Oregon’s largest private sector union has worked to build up its political muscle in recent years, after years of punching below its weight. The union, United Food and Commercial Workers (UFCW) Local 555, represents 19,000 workers in Oregon and Southwest Washington, most at chain grocery stores like Fred Meyer, Safeway, Albertsons, and QFC.
Secretary-treasurer Jeff Anderson says Local 555 used to stick to negotiating and enforcing collective bargaining agreements, and didn’t see politics as central to its mission. But after his 2008 election to union leadership — on a slate with president Dan Clay — Local 555 worked to increase political engagement in order to win through legislation what it had trouble gaining in contract bargaining.
I’m sick of being on defense. I want to take our organizations and go on offense.” — UFCW Local 555 secretary-treasurer Jeff Anderson
Local 555 has put its war chest to work in distinctive ways, and has had a string of successes.
It was the only union to back marijuana legalization in a big way, contributing $75,000 to the successful campaign to pass Oregon’s Ballot Measure 91. That’s in sync with UFCW’s national policy of support for opening up (and unionizing) new hemp and cannabis industries.
Though Local 555 isn’t affiliated with the Oregon AFL-CIO, it’s active in local AFL-CIO affiliated central labor councils, and it’s big supporter of a union-led minor political party, the Oregon Working Families Party. The Working Families Party’s door-to-door canvass is a key part of Local 555’s political effort. In two hard-fought but successful paid sick leave campaigns, the canvass, backed by funds from Local 555, helped mobilize public support.
For years, Local 555 had tried to negotiate “first day” sick leave into its grocery contracts — which offer paid sick leave only after workers have been out for two days. But it was unable to wrest that concession from giant corporations like Kroger — in a low-profit-margin industry with low-cost nonunion competition like Walmart. So when an August 2012 poll commissioned by Local 555 showed strong support among Portland voters for paid sick leave, union leaders sensed it was possible that a community coalition could win politically — for all workers — what Local 555’s employers had refused. Local 555 backed Charlie Hales for mayor, and Amanda Fritz for commissioner. Both won election in November 2012. The following March, the Fritz-sponsored ordinance passed unanimously, making Portland the fourth local jurisdiction in the United States to require paid sick leave. Eugene passed a similar ordinance in July 2014.
And in the February 2014 short session of Oregon Legislature, Local 555 won another reform important to its members: After many years of trying, it got a law passed that ended criminal penalties against cashiers for mistakenly selling alcohol to minors, replacing it with civil fines instead.

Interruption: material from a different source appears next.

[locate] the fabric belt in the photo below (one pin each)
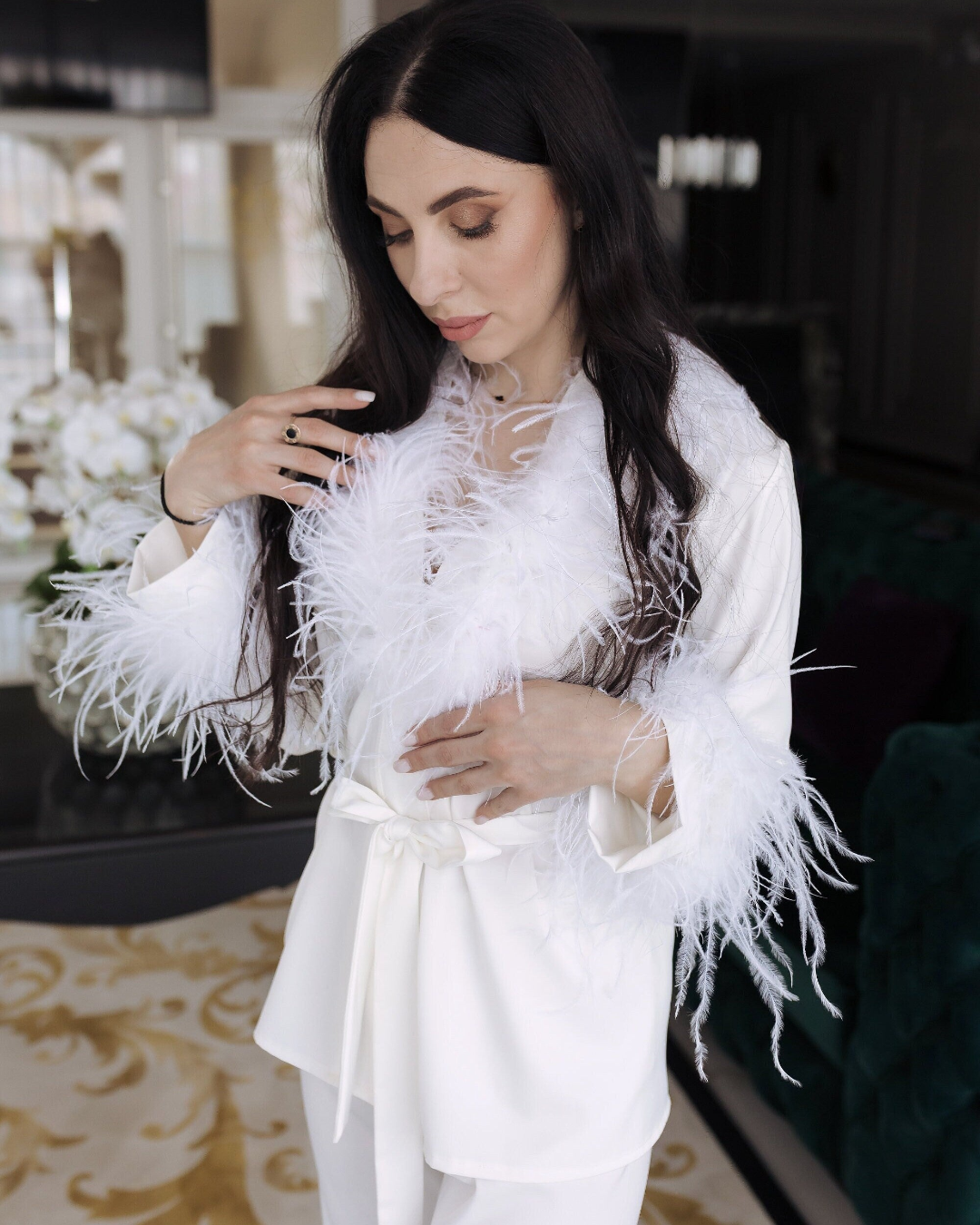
(385, 956)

Local 555 has pursued unconventional electoral approaches, like backing long-shot candidates in areas of the state not traditionally favorable for pro-union candidates. It’s a strategy suited to Local 555’s geographically diverse rank-and-file: About half of its 17,000 Oregon members are in less populous areas of the state.
“I’m sick of being on defense,” Anderson told the Labor Press. “I want to take our organizations and go on offense.”

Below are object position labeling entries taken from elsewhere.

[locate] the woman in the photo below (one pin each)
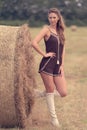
(51, 66)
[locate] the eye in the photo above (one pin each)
(52, 17)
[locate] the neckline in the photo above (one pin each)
(54, 33)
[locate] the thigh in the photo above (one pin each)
(60, 84)
(48, 82)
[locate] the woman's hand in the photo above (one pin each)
(50, 54)
(61, 70)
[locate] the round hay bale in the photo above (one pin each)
(16, 75)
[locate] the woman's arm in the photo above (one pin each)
(63, 55)
(38, 38)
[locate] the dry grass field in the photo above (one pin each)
(71, 110)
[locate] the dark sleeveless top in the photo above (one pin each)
(53, 45)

This election cycle, Local 555 went after the two most iconic tea party candidates for Oregon Legislature.
When conservative talk radio host Bill Post ran for the House District 25 (Newberg/Keizer) seat vacated by Kim Thatcher, Local 555 gave heavy support to Independent candidate Chuck Lee. The Working Families Party canvassed over 17,000 doors in the district, and Local 555 contributed $50,000 in cash and close to $30,000 in-kind contributions. In the end, Post won with nearly 55 percent of the vote.

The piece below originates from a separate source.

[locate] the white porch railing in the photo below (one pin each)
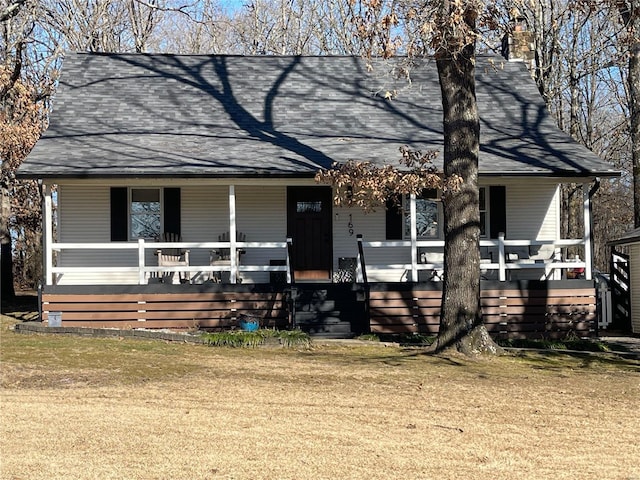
(145, 272)
(553, 267)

In House District 23 (Dallas), Local 555 defended incumbent Republican Jim Thompson against a primary challenge from far-right conservative Mike Nearman. After Thompson lost, Local 555 backed Democrat Wanda Davis to the tune of $15,000. Nearman won with close to 52 percent to 37 percent for Davis.
“We wrestled with the tail of the tiger,” Anderson said. “They won, but strategically, we won, because all this money that would have gone elsewhere came in to defend the two Tea Party candidates.”
Anderson said taking the fight to new territory led anti-union funders to spend heavily to clinch the two races. Over $230,000 was spent to elect Post, and just under $200,000 to elect Nearman.
“We believe that taking our message to the red counties, in a populist environment, can win.”